Perhaps nothing illustrates the peril of planning as an exercise than the garden, iow. You try and you try, and mostly, it delights you despite not really doing much anything what you planned for it to do other than grow and bloom.

This is my fourth big garden. My second in southern California. In my experience, every garden teaches you to how to garden it–not the other way around; you don’t impress your will upon it. Things will grow or they won’t, as they see fit. Just because the books and the garden police tell you what plants work in your zone and which ones don’t doesn’t get you all that far. Yep, as a general rule, you can’t put columbines into the baking California sun. Go with poppies. Yeah? Well, I’ve never gotten a single poppy to grow in southern California. Not one. Not in sun. Not in filtered shade. Not one. I kill them faster than I kill goldfish. So much for what I ought to be doing.

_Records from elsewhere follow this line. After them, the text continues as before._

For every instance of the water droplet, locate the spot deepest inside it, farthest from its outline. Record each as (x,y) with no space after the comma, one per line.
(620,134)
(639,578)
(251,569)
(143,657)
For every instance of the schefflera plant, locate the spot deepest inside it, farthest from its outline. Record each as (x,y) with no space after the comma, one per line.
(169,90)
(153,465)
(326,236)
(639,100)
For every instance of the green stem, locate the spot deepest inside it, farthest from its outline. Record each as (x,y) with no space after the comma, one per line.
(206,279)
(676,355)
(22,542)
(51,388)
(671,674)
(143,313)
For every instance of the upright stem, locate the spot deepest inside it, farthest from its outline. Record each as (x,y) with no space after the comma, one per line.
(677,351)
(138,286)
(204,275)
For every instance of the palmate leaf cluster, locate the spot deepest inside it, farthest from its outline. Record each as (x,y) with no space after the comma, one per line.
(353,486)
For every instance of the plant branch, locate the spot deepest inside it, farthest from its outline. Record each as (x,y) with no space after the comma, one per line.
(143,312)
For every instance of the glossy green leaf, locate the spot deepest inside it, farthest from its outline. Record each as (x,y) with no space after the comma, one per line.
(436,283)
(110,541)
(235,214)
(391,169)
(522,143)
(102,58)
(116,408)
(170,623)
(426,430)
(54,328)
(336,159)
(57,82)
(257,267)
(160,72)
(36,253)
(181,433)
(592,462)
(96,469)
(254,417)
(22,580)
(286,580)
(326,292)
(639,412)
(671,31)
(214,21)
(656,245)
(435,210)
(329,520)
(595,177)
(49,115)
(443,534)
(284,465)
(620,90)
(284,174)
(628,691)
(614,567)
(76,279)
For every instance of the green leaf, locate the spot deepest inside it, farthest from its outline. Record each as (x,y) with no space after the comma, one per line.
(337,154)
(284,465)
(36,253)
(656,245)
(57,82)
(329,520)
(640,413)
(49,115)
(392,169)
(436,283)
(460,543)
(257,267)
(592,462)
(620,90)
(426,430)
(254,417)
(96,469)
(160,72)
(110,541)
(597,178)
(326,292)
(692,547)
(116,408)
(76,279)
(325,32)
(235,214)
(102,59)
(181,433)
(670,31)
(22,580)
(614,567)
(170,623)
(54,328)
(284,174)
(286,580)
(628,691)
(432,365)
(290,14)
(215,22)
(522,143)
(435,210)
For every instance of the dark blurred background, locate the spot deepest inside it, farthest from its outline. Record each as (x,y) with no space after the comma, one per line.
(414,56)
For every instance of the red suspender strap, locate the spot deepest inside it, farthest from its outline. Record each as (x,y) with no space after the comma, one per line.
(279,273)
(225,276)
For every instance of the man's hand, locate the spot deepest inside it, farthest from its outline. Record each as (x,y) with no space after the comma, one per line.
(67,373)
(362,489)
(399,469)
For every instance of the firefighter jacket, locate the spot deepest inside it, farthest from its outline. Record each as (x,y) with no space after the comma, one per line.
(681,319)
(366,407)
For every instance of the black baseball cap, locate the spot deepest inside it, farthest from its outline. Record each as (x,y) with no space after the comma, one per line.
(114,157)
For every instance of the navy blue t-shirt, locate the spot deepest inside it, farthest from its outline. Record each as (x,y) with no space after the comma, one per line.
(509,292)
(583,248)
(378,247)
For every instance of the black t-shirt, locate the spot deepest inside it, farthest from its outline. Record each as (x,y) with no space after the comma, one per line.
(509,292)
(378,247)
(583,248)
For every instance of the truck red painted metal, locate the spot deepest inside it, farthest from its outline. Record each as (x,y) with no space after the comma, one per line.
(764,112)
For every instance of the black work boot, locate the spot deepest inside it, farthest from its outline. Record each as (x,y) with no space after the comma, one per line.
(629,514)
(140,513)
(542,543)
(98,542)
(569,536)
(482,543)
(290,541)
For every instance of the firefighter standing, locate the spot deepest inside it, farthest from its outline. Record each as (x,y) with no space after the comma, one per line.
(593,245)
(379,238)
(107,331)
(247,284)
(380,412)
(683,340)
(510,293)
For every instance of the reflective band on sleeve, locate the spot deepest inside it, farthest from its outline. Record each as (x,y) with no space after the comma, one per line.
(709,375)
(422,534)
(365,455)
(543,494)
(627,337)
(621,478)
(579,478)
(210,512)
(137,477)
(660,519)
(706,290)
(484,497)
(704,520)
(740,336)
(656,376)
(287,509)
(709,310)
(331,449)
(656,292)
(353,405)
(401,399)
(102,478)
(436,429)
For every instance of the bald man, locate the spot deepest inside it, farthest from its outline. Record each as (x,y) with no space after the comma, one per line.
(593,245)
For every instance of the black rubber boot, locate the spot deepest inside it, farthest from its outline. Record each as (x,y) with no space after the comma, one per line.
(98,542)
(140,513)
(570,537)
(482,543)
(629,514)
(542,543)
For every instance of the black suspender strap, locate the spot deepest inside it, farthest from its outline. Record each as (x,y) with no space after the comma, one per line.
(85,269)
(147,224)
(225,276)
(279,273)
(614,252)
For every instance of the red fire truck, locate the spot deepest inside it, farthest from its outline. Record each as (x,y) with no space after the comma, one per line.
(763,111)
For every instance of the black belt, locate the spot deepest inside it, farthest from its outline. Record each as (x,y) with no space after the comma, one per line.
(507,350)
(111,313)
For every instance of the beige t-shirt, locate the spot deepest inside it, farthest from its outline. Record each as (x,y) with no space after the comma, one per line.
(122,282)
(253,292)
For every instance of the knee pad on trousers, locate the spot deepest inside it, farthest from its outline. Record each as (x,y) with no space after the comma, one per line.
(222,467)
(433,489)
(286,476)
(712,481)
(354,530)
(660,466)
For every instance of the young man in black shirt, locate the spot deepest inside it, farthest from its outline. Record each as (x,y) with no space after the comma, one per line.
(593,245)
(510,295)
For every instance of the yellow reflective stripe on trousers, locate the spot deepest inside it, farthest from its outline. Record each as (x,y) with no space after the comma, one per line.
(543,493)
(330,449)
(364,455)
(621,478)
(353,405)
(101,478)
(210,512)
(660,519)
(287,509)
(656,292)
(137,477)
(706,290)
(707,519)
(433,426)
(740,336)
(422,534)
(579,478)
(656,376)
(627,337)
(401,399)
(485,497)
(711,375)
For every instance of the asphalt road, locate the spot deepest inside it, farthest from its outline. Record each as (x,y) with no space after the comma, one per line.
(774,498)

There are only two variables that really come into play with gardening, as with most things: money and time. You have those constraints, and the garden reflects them. But in all of it–just like everything else–the point is to have a good time, get some exercise, and get yourself someplace to sit outside where you can ignore the phone ringing inside and you can think about something other than yourself. You want to spend 8 hours a day and 30 percent of your income? Great? You want to spend an hour every weekend and a few dollars? That’s the way life is. Just because gardening is important to you doesn’t make it objectively important, or that you get to act like red geraniums mean a damn thing in the greater scheme of the world.

Fortunately my neighbors are not lawn police or garden police. There’s a very cool diversity of things going on in front lawns. My neighbors on both sides have small children, so their lawns are nice to play on. Down the way, a woman has gone to xeriscaping.

My lawn needs some water, of course, to provide grist for the judgers to judge.